話は15日から続くのですが、ギャヴィン・ブライヤーズの発言を探して『インプロヴィゼーション』をめくっていたら興味深い発見が。周知のように、ギャヴィンはベーシストとしてデレク・ベイリーの「ジョゼフ・ホルブルック」に参加していますが、'65年には既にジャズには興味がなくなっていてクラシック/現代音楽に赴いたとか。ケージの「サイレンス」に強力な影響を受け、メシアンの研究に没頭し"l'ascension"「キリストの昇天」をピアノとベース用に編曲してクラブで演奏したこともあるのだそうです。うーむ、雅晃さんには先達がいたのか・・・しかしこの"l'ascension"、サックスでやるのには息が苦しいのだそうです(ミドリさん曰く)。で、今日はドラムがイトケンさんから木村さんに変わってwho's crazy+飛頭。

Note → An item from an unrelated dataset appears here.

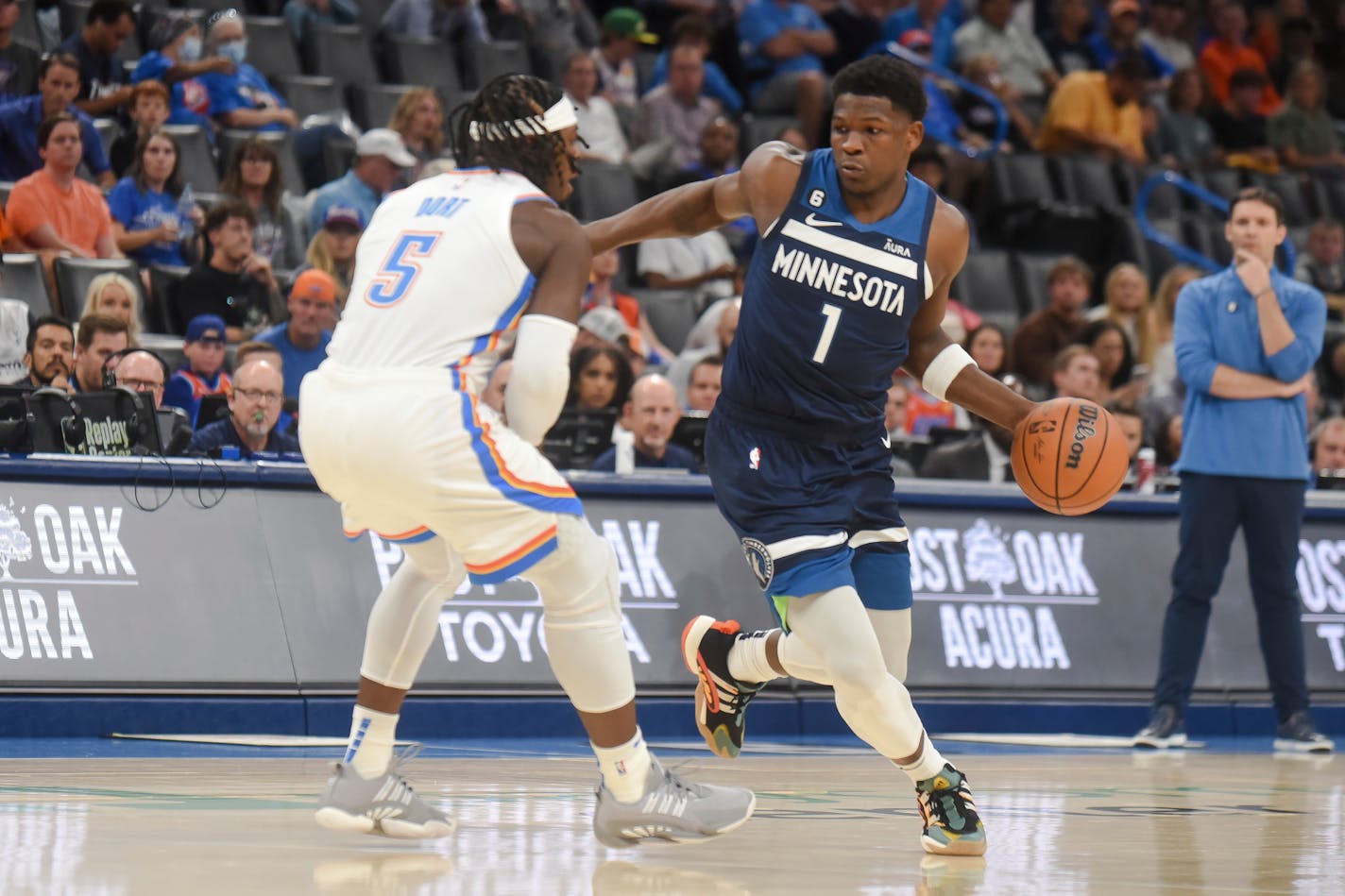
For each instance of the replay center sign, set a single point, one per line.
(263, 594)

やはりドラムひとつでこんなにも印象が変わるものかと思いました。木村さんは、結構騒々しいというか音量が大きいドラムだと思いました。イトケンさんはいないものの、その他の飛頭のメンバーが久しぶりになってるハウスに集まったので、私はなってる時代の飛頭を少し懐かしい感じで思い出したりしました。でも、今日の演奏は気合いの入った素晴らしいものだったので、ミドリさんは最初から上手かった?のかもしれませんが、塚本さんや菊地さんが本当に成長してきているのだなというのが肌で感じられるようでとても嬉しくなりました。こう言うと僭越かもしれませんが、もうずっとずっと観てきたのですからこのくらいのこと、そして好きなこと言ってもいいですよねー。"body & soul"を菊地さんがアナログシンセだけでやるのも面白くて、こういう風にアナログシンセを受け入れることができるようになった私も少しは成長したのでしょうか?
先週は15日、16日となってるハウスを訪れましたが、私は単に楽しいと思う以上に満足し、そしてまた充実した気持にさせられました。それは、こういう場所でお客さんが多い少ないにかかわらず、真剣に何かを追求するミュージシャンの姿に心を打たれたからだと思います。